Men who died in gyrocopter crash at Capel were father and son Robert and James Waughman
Police have revealed two men killed in a gyrocopter crash near the holiday town of Busselton in WA’s South West were a 51-year-old father and his 18-year-old son.
- The victims are understood to have been experienced pilots from Perth
- Gyrocopters are considered relatively safe and easy aircraft to fly
- However there has been a run of fatal accidents related to human error
The men, Robert Waughman and his son James, both from Perth, died on Wednesday afternoon when their aircraft crashed about 10 metres from the shore as they were flying over Forrest beach.
They are believed to have been experienced gyrocopter pilots who regularly flew their small aircraft in the Busselton region.
A friend of James Waughman, who did not wish to be named, said she was finding it difficult to deal with his death.
“He was an exceptional human being and had so much love to give,” she said.
“This is such a tragedy and I’m still unable to fathom it all. He will be so dearly missed.”
Witness Bill Riding said he noticed the gyrocopter was making a “strange metallic sound” as it passed overhead about 2:00pm yesterday.
“We regularly get them [gyrocopters] flying overhead and they don’t make that noise which is why I noticed it,” he said.
‘A safe little aircraft to fly’
Civil Aviation Safety Authority spokesperson Peter Gibson said gyrocopters had a lot of appeal.
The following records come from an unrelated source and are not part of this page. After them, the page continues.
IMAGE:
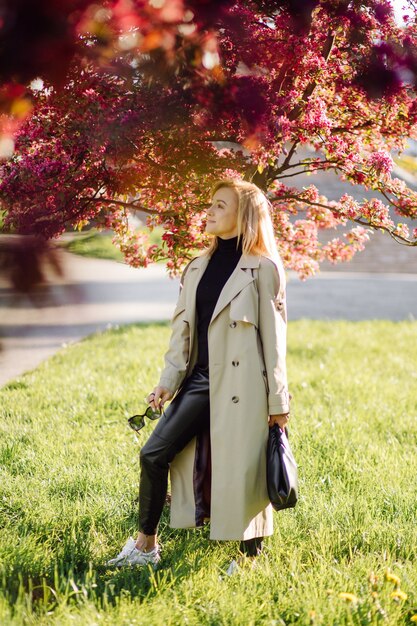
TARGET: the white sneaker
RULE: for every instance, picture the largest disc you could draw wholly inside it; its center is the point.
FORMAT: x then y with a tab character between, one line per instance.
130	555
232	569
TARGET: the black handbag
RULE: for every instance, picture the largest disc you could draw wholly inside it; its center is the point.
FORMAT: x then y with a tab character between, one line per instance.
281	470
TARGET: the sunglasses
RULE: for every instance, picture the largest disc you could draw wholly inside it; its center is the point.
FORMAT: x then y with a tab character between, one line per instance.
137	422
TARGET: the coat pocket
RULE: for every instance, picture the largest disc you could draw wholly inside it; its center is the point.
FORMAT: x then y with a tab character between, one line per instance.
244	306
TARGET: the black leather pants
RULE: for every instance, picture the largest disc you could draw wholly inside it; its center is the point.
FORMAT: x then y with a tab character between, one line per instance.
186	416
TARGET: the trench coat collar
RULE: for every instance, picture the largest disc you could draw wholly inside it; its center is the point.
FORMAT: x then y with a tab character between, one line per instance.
238	279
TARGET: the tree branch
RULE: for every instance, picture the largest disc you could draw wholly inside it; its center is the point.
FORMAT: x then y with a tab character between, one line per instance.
398	238
129	205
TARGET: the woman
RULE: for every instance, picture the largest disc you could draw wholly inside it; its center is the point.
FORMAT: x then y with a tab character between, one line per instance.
226	367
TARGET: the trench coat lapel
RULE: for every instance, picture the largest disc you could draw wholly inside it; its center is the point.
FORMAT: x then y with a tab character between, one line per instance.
238	279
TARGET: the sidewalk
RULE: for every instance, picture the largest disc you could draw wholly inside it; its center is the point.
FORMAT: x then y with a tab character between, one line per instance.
97	293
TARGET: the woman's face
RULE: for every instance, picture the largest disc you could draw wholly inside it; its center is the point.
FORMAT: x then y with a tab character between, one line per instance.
222	214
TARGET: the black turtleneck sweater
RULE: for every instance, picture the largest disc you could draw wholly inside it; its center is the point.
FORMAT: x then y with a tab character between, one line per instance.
221	265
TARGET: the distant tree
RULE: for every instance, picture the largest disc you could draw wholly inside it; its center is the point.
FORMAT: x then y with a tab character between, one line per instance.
162	98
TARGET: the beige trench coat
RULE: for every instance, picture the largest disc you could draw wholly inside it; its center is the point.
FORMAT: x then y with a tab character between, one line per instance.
248	382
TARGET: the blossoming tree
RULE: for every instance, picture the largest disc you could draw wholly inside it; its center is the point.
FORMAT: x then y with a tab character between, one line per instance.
163	97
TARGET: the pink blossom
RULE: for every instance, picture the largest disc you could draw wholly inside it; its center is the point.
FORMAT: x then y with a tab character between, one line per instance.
381	162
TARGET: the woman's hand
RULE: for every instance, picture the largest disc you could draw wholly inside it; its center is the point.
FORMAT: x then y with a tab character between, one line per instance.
157	398
281	419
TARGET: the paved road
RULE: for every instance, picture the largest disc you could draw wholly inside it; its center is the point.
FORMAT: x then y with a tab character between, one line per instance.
98	293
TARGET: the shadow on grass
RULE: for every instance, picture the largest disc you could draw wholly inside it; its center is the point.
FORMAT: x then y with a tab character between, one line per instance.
73	578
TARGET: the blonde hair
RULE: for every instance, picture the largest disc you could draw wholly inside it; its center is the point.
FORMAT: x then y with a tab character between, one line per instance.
254	223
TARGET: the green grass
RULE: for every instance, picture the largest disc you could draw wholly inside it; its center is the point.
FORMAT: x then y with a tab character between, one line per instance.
69	480
94	244
99	245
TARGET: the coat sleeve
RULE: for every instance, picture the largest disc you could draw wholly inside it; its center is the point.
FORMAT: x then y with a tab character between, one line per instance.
176	357
273	333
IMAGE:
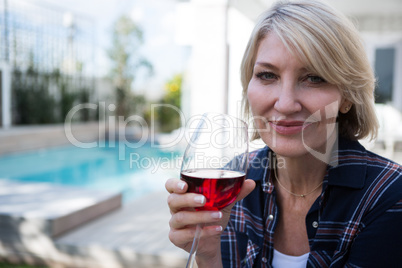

“They’re a very simple aircraft and they’re easy to fly,” he told ABC Radio Perth.
“They’re cheap, they’re small, easy to construct yourself if you want to put one together from a kit, so there’s a lot of attractions for people who want to get up in the air.
“You need about 20 hours of experience, 15 hours of training to be able to fly one.”
This gyrocopter, posted on James Waughman’s Instagram page, is believed to be the aircraft that crashed. (Instagram: j.waughman007)
Mr Gibson said they were a simple aircraft and a generally safe option.
“It’s got a propeller or fan at the rear of the aircraft that gives the propulsion forward and the top blade … is not powered by the engine, it’s powered effectively by the effect of the aircraft moving forward the air,” he said.
“They won’t aerodynamically stall if you lose forward propulsion, they basically sink slowly to the ground, so they’re a safe little aircraft to fly.
“They fly very slowly, [and are] very manoeuvrable.”
But Mr Gibson said gyrocopters had few safety features.
“There’s not much around you, so if something does go wrong, it’s a pretty unforgiving environment,” he said.
“It’s like riding a motorbike on the road — you’ve not got the protection of sitting in a car.”
He said the regulations were designed to ensure it was a safe as possible to fly gyrocopters, while recognising the risks.
These included not being able to fly above 500 metres or in controlled air spaces, or over built up areas.
“That’s why flying along the beach in a fantastic place to fly a gyrocopter,” Mr Gibson said.
Police will investigate the accident and prepare a report for the coroner.
Run of fatal gyrocopter accidents
Australian Sport Rotorcraft Association president Rick Elliot said there had been several fatal accidents involving gyrocopters recently.
“We’re going through what we call a very rough patch at the moment,” he told ABC Radio Perth.
“It’s very devastating to the families involved.”
Australian Transport Safety Bureau figures show 13 people died in gyrocopter accidents in the 10 years between 2008 and 2017.
“Gyrocopters had the greatest fatal accident rate per million hours flown,” an ATSB report found.
Mr Elliot said the association was sending an investigator from Brisbane to assist police in their enquiries.
“Generally 95 per cent of accidents come down to human error, unfortunately,” he said.
“I’m not saying that’s the case here or in the last few incidents, but generally more often than not that is the result.”
A witness described the gyrocopter as making a “strange metallic sound” before it crashed. (ABC News: Anthony Pancia)
He said gyrocopters were safe to operate in windy conditions.
“Gyrocopters have actually got a reputation for being one of the best aircraft to fly in turbulent conditions,” Mr Elliot said.
“Generally winds up to 20 even 30 knots is not a problem for a gyrocopter.”